Some people suffer from memory loss, mood changes or other problems after what was deemed a mild concussion, only to have CT scans indicate that nothing is wrong.
Repeated concussions increase the risk of developing permanent neurologic problems later in life, a concern highlighted when some retired football players sued the National Football League.
But Koroshetz insisted that there is no way to find out how much damage someone is accumulating, if the next blow "is really going to cause big trouble."
And with more grave head injuries, standard scans cannot see beyond bleeding or swelling to tell if the brain's connections are broken in a way it can't repair on its own.
"You can have a patient with severe swelling who goes on to have a normal recovery, and patients with severe swelling who go on to die," said Dr.
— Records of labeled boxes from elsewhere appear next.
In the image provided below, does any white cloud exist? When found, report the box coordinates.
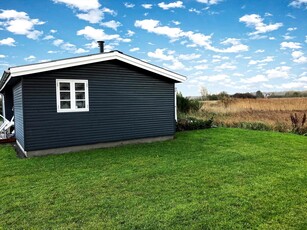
[198,74,231,82]
[280,42,302,50]
[0,10,45,40]
[289,0,307,8]
[164,60,186,70]
[38,59,51,63]
[53,39,64,46]
[134,19,248,53]
[241,74,268,84]
[279,82,305,89]
[265,66,291,79]
[124,2,135,8]
[147,49,174,61]
[142,4,152,9]
[76,9,104,23]
[283,33,295,40]
[287,27,297,31]
[147,49,186,70]
[248,56,274,65]
[43,35,54,40]
[255,49,264,53]
[0,37,16,46]
[189,8,201,14]
[297,77,307,83]
[196,0,222,5]
[77,26,120,41]
[239,14,283,36]
[74,48,89,54]
[193,64,209,70]
[53,0,115,23]
[178,53,201,61]
[24,55,36,62]
[214,62,237,71]
[129,47,140,52]
[101,20,122,30]
[134,19,184,39]
[47,50,59,54]
[291,51,307,64]
[158,1,184,10]
[127,30,135,37]
[53,0,100,11]
[216,38,249,53]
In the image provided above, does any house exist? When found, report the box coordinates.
[0,41,186,156]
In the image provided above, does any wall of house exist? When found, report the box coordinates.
[13,81,25,148]
[3,88,14,120]
[23,61,175,151]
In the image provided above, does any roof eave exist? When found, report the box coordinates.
[0,51,186,91]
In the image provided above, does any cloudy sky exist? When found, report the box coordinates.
[0,0,307,96]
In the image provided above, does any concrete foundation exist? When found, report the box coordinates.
[21,136,174,157]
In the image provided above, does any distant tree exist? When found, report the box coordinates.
[207,94,218,101]
[256,90,264,98]
[199,85,208,101]
[232,93,256,99]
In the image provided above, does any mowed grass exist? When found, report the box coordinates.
[0,128,307,229]
[202,98,307,131]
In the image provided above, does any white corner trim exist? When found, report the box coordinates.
[10,51,186,82]
[16,140,28,157]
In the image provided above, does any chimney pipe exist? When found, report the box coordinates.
[97,41,104,53]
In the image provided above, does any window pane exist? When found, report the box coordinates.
[60,82,70,90]
[61,101,70,109]
[60,92,70,100]
[76,92,85,99]
[76,101,85,109]
[75,83,85,91]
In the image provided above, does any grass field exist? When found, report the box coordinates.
[198,98,307,131]
[0,128,307,229]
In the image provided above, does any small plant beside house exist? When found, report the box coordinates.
[176,92,213,131]
[290,113,307,135]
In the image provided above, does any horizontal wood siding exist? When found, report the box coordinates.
[13,82,25,149]
[24,61,175,151]
[3,88,14,120]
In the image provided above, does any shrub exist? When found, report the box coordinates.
[218,122,272,131]
[176,93,202,113]
[290,113,307,135]
[176,117,213,131]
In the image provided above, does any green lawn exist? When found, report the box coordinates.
[0,128,307,229]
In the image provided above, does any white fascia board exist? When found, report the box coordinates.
[10,51,186,82]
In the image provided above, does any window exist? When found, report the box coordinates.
[56,79,89,113]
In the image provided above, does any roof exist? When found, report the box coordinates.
[0,50,186,91]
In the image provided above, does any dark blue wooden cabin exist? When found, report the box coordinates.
[0,51,185,156]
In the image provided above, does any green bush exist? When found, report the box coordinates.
[218,122,272,131]
[176,117,213,131]
[176,93,202,113]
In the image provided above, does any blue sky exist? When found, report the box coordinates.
[0,0,307,96]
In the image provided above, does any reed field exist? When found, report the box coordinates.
[197,98,307,132]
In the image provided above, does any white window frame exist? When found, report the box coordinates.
[56,79,89,113]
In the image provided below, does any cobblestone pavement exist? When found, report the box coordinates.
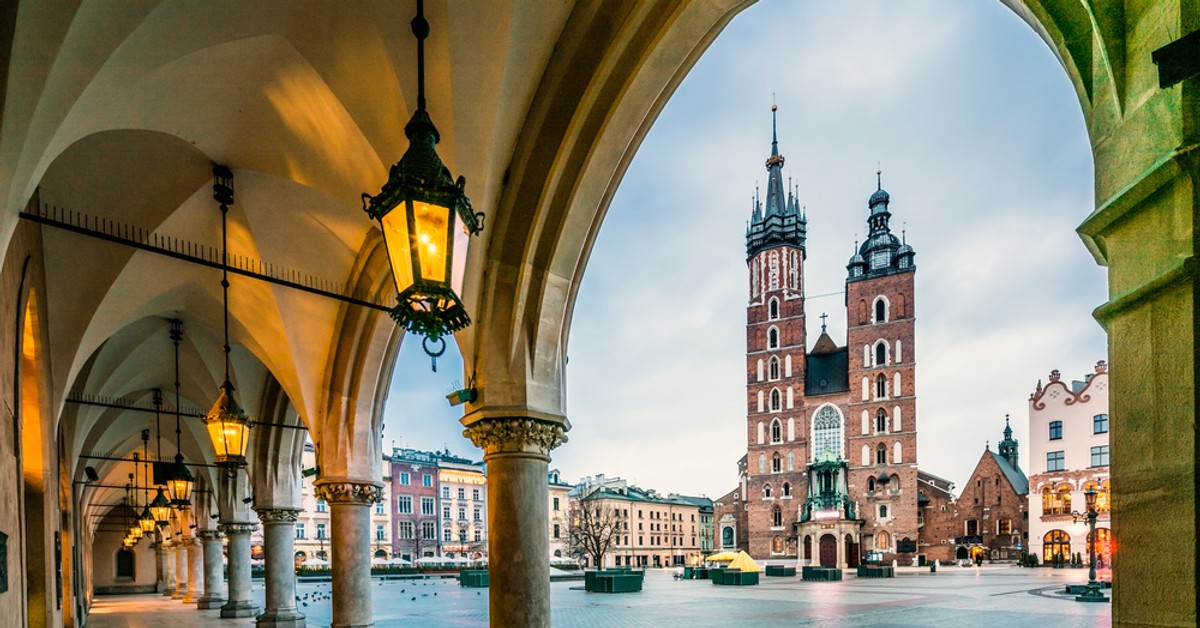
[88,567,1112,628]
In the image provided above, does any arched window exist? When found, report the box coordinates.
[1042,530,1070,563]
[811,405,842,460]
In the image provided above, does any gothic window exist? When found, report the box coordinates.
[812,406,842,460]
[769,251,779,291]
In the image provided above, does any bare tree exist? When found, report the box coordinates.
[566,497,626,569]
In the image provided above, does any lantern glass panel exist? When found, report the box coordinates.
[413,201,450,283]
[379,202,422,294]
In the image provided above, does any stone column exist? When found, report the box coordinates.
[170,537,187,599]
[162,539,178,597]
[314,478,381,628]
[463,418,570,627]
[220,524,258,617]
[184,537,204,604]
[196,530,226,609]
[257,509,304,628]
[154,537,170,596]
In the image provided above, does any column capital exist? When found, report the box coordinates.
[312,478,383,506]
[462,417,570,456]
[254,508,300,525]
[217,524,258,534]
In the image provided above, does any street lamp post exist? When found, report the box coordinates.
[1072,488,1109,602]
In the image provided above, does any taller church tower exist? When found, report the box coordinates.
[746,106,808,556]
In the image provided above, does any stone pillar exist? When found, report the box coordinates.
[162,539,178,597]
[154,536,170,596]
[257,509,304,628]
[463,418,570,628]
[196,530,226,609]
[220,524,258,617]
[170,537,187,599]
[314,478,381,628]
[184,537,204,604]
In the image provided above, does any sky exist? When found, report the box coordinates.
[384,0,1106,497]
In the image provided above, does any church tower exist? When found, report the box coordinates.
[846,173,919,554]
[746,106,808,556]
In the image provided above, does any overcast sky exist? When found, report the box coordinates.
[384,0,1106,497]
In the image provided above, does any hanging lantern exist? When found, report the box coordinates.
[167,454,196,510]
[362,2,484,358]
[204,379,250,467]
[150,486,170,528]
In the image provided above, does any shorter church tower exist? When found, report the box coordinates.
[846,173,919,554]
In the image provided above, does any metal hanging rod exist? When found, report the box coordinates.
[19,191,392,312]
[79,454,221,468]
[64,393,308,430]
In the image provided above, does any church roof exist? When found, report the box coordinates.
[988,449,1030,495]
[804,345,850,395]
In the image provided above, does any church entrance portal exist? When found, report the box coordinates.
[821,534,838,567]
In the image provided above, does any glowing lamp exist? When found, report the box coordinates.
[362,2,484,358]
[204,379,250,467]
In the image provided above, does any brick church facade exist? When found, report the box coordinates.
[739,108,920,567]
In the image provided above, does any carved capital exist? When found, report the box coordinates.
[462,419,566,455]
[256,508,300,524]
[217,524,258,534]
[312,480,383,504]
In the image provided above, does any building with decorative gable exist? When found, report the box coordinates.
[1028,360,1115,567]
[743,107,919,567]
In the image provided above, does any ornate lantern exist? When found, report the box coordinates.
[362,0,484,370]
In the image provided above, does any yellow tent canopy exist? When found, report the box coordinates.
[730,551,758,572]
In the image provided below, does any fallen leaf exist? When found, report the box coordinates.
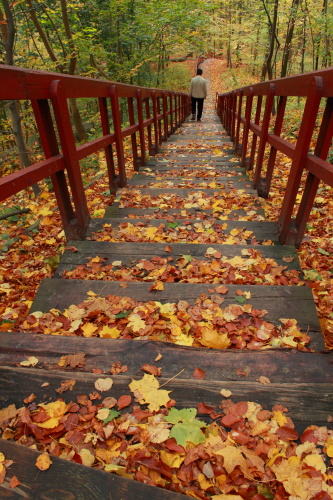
[193,368,206,380]
[257,375,271,385]
[23,394,36,404]
[141,364,162,377]
[55,378,76,394]
[20,356,39,366]
[95,377,113,392]
[35,453,52,470]
[220,389,232,398]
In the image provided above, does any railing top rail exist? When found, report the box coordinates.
[219,67,333,97]
[0,65,187,100]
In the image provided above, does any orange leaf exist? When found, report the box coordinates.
[193,368,206,380]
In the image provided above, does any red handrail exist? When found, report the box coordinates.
[216,68,333,247]
[0,65,190,239]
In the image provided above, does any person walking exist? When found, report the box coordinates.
[190,68,207,122]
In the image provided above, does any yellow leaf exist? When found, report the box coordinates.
[95,377,113,392]
[79,448,95,467]
[37,208,53,215]
[303,454,326,473]
[127,313,146,333]
[175,333,194,346]
[99,325,121,339]
[81,323,98,337]
[20,356,39,366]
[36,453,52,470]
[199,327,230,349]
[129,373,170,411]
[214,446,251,477]
[160,450,185,469]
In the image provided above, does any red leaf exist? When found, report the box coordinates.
[221,413,240,427]
[198,403,215,415]
[117,394,132,410]
[141,363,162,377]
[193,368,206,380]
[275,425,298,441]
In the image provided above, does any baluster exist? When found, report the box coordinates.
[50,80,90,240]
[278,76,323,244]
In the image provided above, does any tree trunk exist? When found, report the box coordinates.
[280,0,300,78]
[261,0,279,80]
[0,0,40,196]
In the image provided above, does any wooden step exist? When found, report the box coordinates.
[31,278,325,351]
[86,217,280,245]
[104,203,264,221]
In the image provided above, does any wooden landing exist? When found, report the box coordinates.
[0,108,333,500]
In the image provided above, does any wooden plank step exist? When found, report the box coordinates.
[55,241,301,277]
[31,278,325,351]
[127,176,250,189]
[0,440,180,500]
[104,203,264,220]
[0,364,333,430]
[86,218,280,245]
[0,332,326,384]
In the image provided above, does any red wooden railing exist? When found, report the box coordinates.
[216,69,333,247]
[0,65,190,239]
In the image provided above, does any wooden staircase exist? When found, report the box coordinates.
[0,104,333,500]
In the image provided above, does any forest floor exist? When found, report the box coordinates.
[0,59,333,349]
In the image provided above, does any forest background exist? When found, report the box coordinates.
[0,0,333,346]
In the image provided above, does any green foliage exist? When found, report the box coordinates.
[164,408,206,448]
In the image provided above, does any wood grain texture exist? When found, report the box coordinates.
[0,332,333,384]
[0,439,184,500]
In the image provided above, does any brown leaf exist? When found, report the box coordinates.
[110,361,128,375]
[58,352,86,368]
[193,368,206,380]
[141,363,162,377]
[275,425,299,441]
[257,375,271,385]
[23,394,36,404]
[9,476,21,488]
[117,394,132,410]
[55,378,76,394]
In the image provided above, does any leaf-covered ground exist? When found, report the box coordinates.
[0,372,333,500]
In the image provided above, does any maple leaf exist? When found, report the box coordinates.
[95,377,113,392]
[129,373,170,411]
[36,453,52,470]
[58,352,86,368]
[164,408,207,448]
[20,356,39,366]
[55,378,76,394]
[199,327,230,349]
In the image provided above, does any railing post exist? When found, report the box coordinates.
[246,95,262,170]
[98,97,116,193]
[235,90,243,155]
[152,90,159,154]
[162,91,169,141]
[293,93,333,248]
[257,96,287,198]
[127,97,140,172]
[136,89,146,166]
[31,99,75,233]
[228,90,237,143]
[144,97,155,156]
[50,80,90,240]
[110,85,126,187]
[278,76,323,244]
[241,87,253,167]
[253,83,275,188]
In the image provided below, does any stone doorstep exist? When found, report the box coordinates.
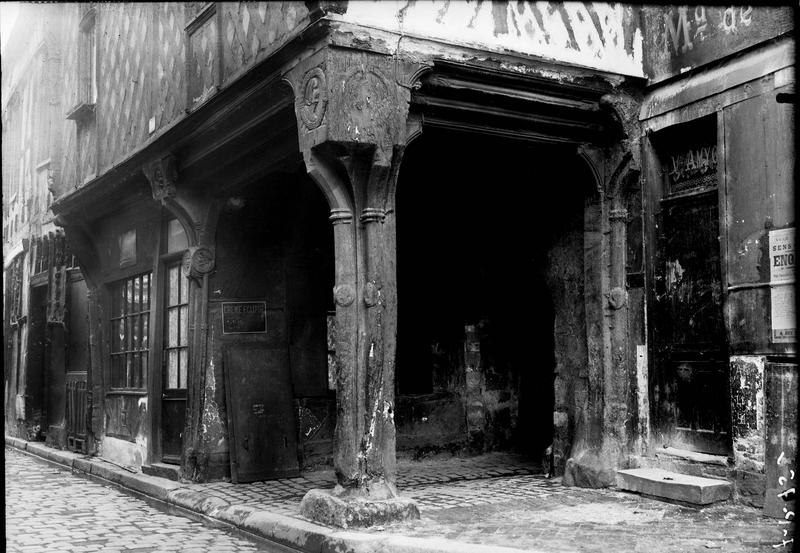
[5,436,541,553]
[142,463,181,482]
[617,468,731,505]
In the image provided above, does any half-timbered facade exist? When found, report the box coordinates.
[4,2,796,524]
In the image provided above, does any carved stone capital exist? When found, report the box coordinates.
[142,154,178,203]
[608,207,628,222]
[333,284,356,307]
[361,207,386,225]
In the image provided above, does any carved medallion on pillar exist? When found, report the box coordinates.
[297,67,328,130]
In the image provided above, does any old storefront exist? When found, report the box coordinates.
[641,6,797,516]
[6,2,796,524]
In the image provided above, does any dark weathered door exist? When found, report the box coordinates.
[224,343,299,483]
[653,188,731,454]
[161,262,189,464]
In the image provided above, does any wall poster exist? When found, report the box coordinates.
[222,301,267,334]
[769,228,797,343]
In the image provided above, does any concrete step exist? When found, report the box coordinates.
[142,463,181,482]
[617,468,731,505]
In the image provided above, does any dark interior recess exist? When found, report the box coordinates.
[397,130,589,455]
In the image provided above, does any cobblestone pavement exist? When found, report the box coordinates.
[6,449,787,553]
[193,453,787,553]
[373,475,791,553]
[5,448,270,553]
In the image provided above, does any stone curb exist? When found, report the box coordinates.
[5,436,536,553]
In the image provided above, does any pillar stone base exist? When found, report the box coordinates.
[300,486,419,528]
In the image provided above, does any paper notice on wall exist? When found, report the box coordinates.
[770,284,797,342]
[769,228,795,284]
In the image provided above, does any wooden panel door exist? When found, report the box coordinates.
[654,188,731,454]
[224,343,300,483]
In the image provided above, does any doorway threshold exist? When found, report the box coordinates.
[142,463,181,482]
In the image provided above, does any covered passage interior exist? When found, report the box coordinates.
[396,129,594,466]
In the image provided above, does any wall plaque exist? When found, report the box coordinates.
[222,301,267,334]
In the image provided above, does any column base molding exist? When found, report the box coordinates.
[300,486,419,528]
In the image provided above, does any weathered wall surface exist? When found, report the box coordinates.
[548,212,588,474]
[58,2,308,193]
[334,0,643,77]
[723,86,796,353]
[642,5,794,82]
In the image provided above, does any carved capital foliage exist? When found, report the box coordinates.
[285,48,419,157]
[142,155,178,203]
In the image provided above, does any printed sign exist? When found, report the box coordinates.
[770,284,797,343]
[769,228,795,284]
[643,6,794,82]
[222,301,267,334]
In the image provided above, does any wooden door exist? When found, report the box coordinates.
[161,262,189,464]
[654,187,731,454]
[224,343,299,483]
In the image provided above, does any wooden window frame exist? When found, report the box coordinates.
[109,271,153,392]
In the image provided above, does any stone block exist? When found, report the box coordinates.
[617,468,731,505]
[300,490,419,528]
[733,470,767,509]
[563,451,616,488]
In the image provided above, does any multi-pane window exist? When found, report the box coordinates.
[164,263,189,390]
[111,273,151,389]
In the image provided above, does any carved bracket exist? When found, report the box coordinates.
[142,154,178,203]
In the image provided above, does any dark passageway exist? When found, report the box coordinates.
[397,131,585,457]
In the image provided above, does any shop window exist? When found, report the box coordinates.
[164,262,189,390]
[167,219,189,253]
[111,273,151,389]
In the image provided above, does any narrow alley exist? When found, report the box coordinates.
[5,448,276,553]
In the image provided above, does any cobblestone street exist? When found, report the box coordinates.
[6,448,791,553]
[5,448,270,553]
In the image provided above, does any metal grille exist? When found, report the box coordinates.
[111,273,150,389]
[670,171,717,194]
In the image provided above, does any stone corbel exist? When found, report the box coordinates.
[142,154,178,204]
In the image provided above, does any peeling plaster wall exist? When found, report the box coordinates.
[548,217,588,473]
[730,355,766,472]
[336,0,644,77]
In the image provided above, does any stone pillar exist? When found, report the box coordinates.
[330,208,364,487]
[285,47,419,527]
[603,207,633,465]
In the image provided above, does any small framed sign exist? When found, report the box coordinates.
[222,301,267,334]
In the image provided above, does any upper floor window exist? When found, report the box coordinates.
[111,273,150,389]
[78,4,97,105]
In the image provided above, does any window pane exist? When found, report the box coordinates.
[111,355,120,388]
[142,313,150,350]
[179,307,189,346]
[167,265,180,306]
[180,274,189,303]
[111,314,125,353]
[167,309,180,348]
[131,315,142,350]
[167,349,179,389]
[142,273,150,311]
[133,277,142,313]
[131,352,142,388]
[178,348,189,389]
[125,280,133,313]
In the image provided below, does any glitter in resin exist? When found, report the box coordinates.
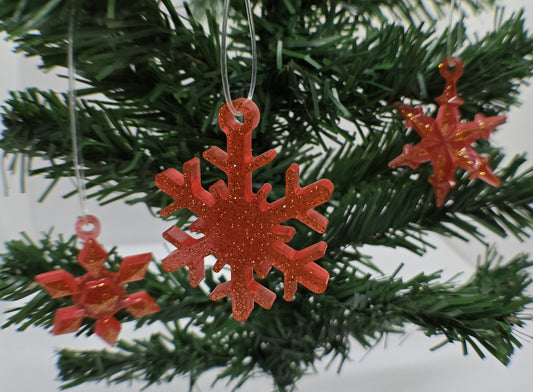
[389,57,506,207]
[35,215,160,345]
[156,98,333,321]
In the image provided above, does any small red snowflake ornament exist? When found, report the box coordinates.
[389,57,506,207]
[155,98,333,321]
[35,215,160,345]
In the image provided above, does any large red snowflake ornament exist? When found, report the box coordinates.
[35,215,160,345]
[389,57,506,207]
[155,98,333,321]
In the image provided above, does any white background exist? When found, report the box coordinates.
[0,0,533,392]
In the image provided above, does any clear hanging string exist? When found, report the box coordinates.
[446,0,462,57]
[220,0,257,116]
[67,2,89,220]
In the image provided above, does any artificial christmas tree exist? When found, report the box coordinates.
[0,0,533,389]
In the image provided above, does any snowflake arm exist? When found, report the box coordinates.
[155,158,214,217]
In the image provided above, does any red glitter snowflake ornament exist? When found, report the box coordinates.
[389,57,506,207]
[35,215,160,346]
[155,98,333,321]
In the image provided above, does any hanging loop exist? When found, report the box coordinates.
[67,2,89,216]
[220,0,257,117]
[446,0,462,57]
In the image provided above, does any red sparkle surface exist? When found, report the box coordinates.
[156,98,333,321]
[35,216,160,345]
[389,57,506,207]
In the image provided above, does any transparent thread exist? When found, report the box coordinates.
[67,4,89,219]
[0,151,10,197]
[220,0,257,117]
[446,0,461,57]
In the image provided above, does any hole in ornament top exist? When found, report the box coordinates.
[233,113,244,125]
[76,215,100,241]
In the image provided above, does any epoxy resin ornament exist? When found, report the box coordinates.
[156,98,333,321]
[389,57,506,207]
[35,215,160,345]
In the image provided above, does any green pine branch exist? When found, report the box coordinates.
[0,0,533,390]
[0,235,533,390]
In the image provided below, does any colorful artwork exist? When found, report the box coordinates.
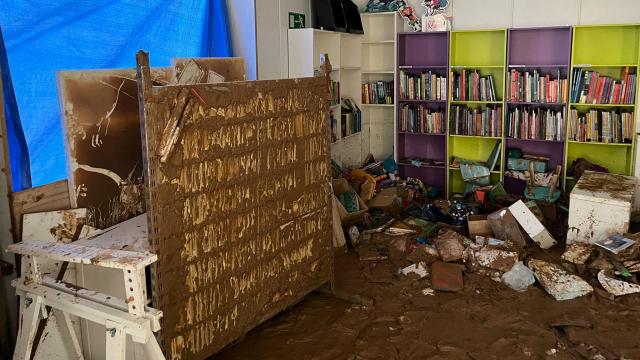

David Okonkwo, a University of Pittsburgh Medical Center neurosurgeon who is part of the research.
Current testing "doesn't tell you what the consequence of that head injury is going to be."
Hence the increasing research into new options for diagnosing TBI.
In a report, Schneider's team described one potential candidate, called high-definition fiber tracking.
Brain cells communicate with each other through a system of axons, or nerve fibers that function like a telephone network.
They consitute what's called the white matter of the brain, and run along fibre tracts, cable-like highways consisting millions of connections.
The new scan processes high-powered MRIs through a special computer program to map major fibre tracts, painting them in vivid greens, yellows and purples that designate their different functions.
Researchers look for breaks in the fibres that could slow, even stop, those nerve connections from doing their assigned task.
The study has been published in the Journal of Neurosurgery. (ANI)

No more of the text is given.